Wednesday, February 6

Cross Stitch Framing : The Lacing Method

The Lacing Method
I admit, this is the method I usually use to finish my pieces for framing.  It works great, you can fiddle with it a little bit, and it doesn't damage the piece.  Five years later, if you decide to unlace it and make it into a pillow, you'll be able to do it.

This is a great method for larger pieces of needlework, but it's great to learn on small pieces!  So here we go:

Your finished and pressed needlework piece
A frame of your choice that is the correct size for the item
Matte board (or foam board)
A rotary cutter, mat and ruler
Strong cotton thread (I prefer to use a glazed quilting thread)
A sewing needle and scissors

Check the fit
First things first, double check your frame size.  Make sure the finished piece fits inside the frame area with at least 1 inch overlap on all sides.  You'll need the overlap area to lace into.

Cut your matte board (or foam board) to the size of the picture area (mine is 3 1/2 x 5 inches).  You want a snug, but not too tight fit.

 Center and Pin
Lay your needlework face down and place the matte in the center.  Push a couple of pins into each side to hold it in place.  Flip it over and make sure your embroidery is centered.  You may need to fiddle with this a little bit to get it straight and even, but there will be room for final adjustments later.

Begin Lacing
Leaving the pins on each side, thread your needle with a nice, long, doubled length of thread with a good size knot in it.

Starting at the top right corner, bring your thread underneath the overlap and through the fabric, about 1/2 inch from the edge.  Run it across the board to the other side and up through the fabric, then back across.
You can see how it looks in the photo below :

Continue lacing down the sides, pulling the thread taut.  If you run short of thread, add another length with a knot (it doesn't have to be pretty, just secure).  Continue to the bottom edge.

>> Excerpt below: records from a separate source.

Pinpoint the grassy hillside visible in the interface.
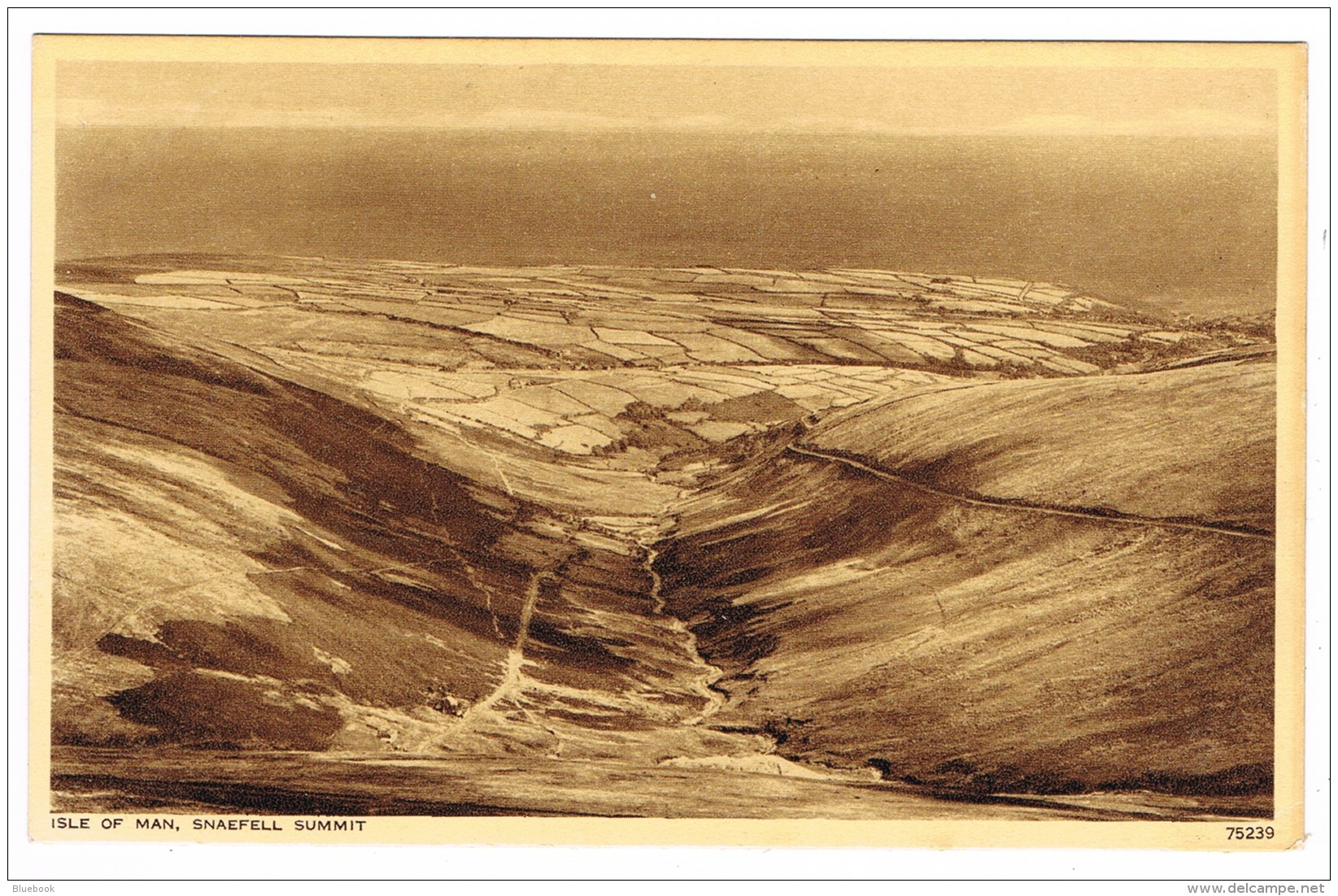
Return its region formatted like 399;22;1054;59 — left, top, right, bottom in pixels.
660;363;1274;792
54;295;754;753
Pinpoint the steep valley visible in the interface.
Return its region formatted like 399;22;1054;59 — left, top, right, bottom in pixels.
52;255;1275;819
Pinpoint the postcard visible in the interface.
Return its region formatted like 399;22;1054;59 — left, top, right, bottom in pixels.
29;35;1306;850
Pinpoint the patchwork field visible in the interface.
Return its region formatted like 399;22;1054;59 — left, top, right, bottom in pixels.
54;255;1274;817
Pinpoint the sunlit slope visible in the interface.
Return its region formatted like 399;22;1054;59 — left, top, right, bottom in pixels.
52;294;730;751
660;363;1274;792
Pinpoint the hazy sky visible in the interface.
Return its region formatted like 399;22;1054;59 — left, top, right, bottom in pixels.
56;62;1276;137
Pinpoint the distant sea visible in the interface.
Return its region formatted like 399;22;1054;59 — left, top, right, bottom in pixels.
56;128;1278;315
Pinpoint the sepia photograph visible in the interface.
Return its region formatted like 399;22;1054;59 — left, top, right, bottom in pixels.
29;35;1306;850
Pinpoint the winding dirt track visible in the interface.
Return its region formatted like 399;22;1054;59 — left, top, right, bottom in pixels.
786;446;1274;542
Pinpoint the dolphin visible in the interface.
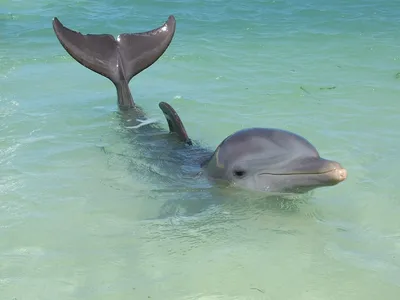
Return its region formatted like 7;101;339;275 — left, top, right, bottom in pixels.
53;15;347;194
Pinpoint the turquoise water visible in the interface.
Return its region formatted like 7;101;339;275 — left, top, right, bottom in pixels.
0;0;400;300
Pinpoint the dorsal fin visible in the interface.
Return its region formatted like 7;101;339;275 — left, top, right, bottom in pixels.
158;102;193;145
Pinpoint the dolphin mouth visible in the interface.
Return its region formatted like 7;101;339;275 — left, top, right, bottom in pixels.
260;167;347;183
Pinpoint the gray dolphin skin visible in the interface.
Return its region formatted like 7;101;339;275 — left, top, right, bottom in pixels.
53;16;347;193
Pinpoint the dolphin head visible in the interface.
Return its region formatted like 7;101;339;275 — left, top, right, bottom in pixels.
202;128;347;193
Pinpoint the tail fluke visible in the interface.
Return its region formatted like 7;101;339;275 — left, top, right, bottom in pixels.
53;16;176;108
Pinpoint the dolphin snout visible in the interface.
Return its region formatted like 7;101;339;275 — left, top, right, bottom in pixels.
326;161;347;183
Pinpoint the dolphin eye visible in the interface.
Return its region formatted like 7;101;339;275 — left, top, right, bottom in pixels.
233;169;246;178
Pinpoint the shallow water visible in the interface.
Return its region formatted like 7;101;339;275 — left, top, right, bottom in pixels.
0;0;400;300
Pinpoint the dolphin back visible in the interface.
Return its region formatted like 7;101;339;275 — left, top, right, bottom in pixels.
53;16;176;108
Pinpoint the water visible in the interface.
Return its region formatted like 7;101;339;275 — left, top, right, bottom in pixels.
0;0;400;300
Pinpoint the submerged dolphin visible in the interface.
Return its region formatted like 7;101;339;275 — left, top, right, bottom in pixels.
53;16;347;193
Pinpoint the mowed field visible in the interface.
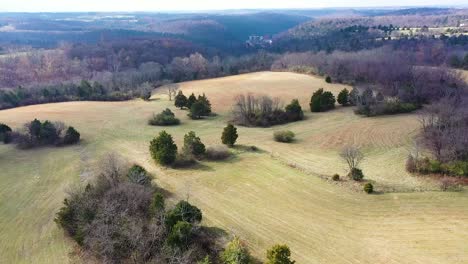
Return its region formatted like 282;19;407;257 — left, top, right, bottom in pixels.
0;72;468;263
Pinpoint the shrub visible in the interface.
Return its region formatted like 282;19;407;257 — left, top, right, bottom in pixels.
172;152;197;168
337;88;349;106
165;201;203;229
285;99;304;122
364;182;374;194
0;123;12;144
221;237;252;264
197;256;213;264
127;165;151;186
405;155;418;173
12;119;80;149
148;108;180;126
348;168;364;181
205;146;231;160
187;93;197;109
221;124;239;147
232;94;304;127
63;127;81;145
332;174;340;181
149;192;166;216
174;91;188;109
150;131;177;165
265;245;296;264
310;88;335;112
182;131;206;157
189;94;211;119
273;130;295;143
167;221;193;249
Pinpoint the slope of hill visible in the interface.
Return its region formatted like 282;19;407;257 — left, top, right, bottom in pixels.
0;72;468;263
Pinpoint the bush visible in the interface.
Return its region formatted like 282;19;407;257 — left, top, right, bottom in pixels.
337;88;349;106
167;221;193;249
172;152;197;168
0;123;12;144
182;131;206;157
150;131;177;165
265;245;296;264
149;192;166;216
221;124;239;147
165;201;203;229
405;155;418;173
348;168;364;181
273;130;296;143
285;99;304;122
187;93;197;109
148;108;180;126
364;182;374;194
174;91;188;109
55;156;218;263
189;94;211;119
11;119;80;149
205;146;231;160
232;94;304;127
63;127;81;145
221;237;252;264
310;88;335;112
127;165;151;186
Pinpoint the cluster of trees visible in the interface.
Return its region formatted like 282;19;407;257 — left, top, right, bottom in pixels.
273;47;467;115
55;154;295;264
448;53;468;70
148;108;180;126
0;123;13;144
233;94;304;127
406;97;468;176
310;88;336;112
55;154;217;263
174;91;211;119
0;119;81;149
149;124;239;167
273;130;296;143
338;146;374;194
0;46;276;109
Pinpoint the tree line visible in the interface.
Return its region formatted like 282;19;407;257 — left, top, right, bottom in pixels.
55;154;295;264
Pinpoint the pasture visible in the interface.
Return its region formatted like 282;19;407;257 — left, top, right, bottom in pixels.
0;72;468;263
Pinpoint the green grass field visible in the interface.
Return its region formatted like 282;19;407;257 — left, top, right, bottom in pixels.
0;72;468;263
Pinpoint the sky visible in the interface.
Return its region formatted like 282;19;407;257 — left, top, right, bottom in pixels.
0;0;468;12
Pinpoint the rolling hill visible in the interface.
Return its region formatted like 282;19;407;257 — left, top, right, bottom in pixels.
0;72;468;263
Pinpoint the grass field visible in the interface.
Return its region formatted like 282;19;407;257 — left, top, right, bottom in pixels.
0;72;468;263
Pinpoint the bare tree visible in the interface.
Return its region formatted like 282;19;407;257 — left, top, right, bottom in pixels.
340;146;364;171
97;153;130;186
166;83;179;101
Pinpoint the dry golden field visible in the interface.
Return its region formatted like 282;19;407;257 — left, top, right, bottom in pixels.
0;72;468;264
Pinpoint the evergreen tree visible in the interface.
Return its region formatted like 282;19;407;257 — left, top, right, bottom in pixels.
221;124;239;147
182;131;206;157
63;127;81;145
197;94;211;115
221;237;252;264
0;123;11;144
265;245;296;264
187;93;197;109
337;88;349;106
150;131;177;165
174;91;188;109
189;101;206;119
285;99;304;121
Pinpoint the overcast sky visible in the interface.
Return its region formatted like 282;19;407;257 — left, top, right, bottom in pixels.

Now, go back and pull each strand taut, working your way down toward your needle.  You'll be surprised how much slack you pick up!  Holding the last strand in place with one hand, take a couple of stitches in the bottom corner, knotting each time.  Tie one final knot and cut the excess thread.

Repeat this process for the remaining two sides, removing the pins as you come to them.  You'll need to fold in the corners slightly, so they don't overhang the front edge, as shown below :

Final Adjustments
You'll find with this method that you can "scooch" the fabric every so slightly if it is out of kilter.  Flip your piece over to the front, and check your alignment with your ruler.  If it's a wee bit wavy, gently "roll" the fabric straight with your fingers.

Insert it into the frame and replace the back.  Done!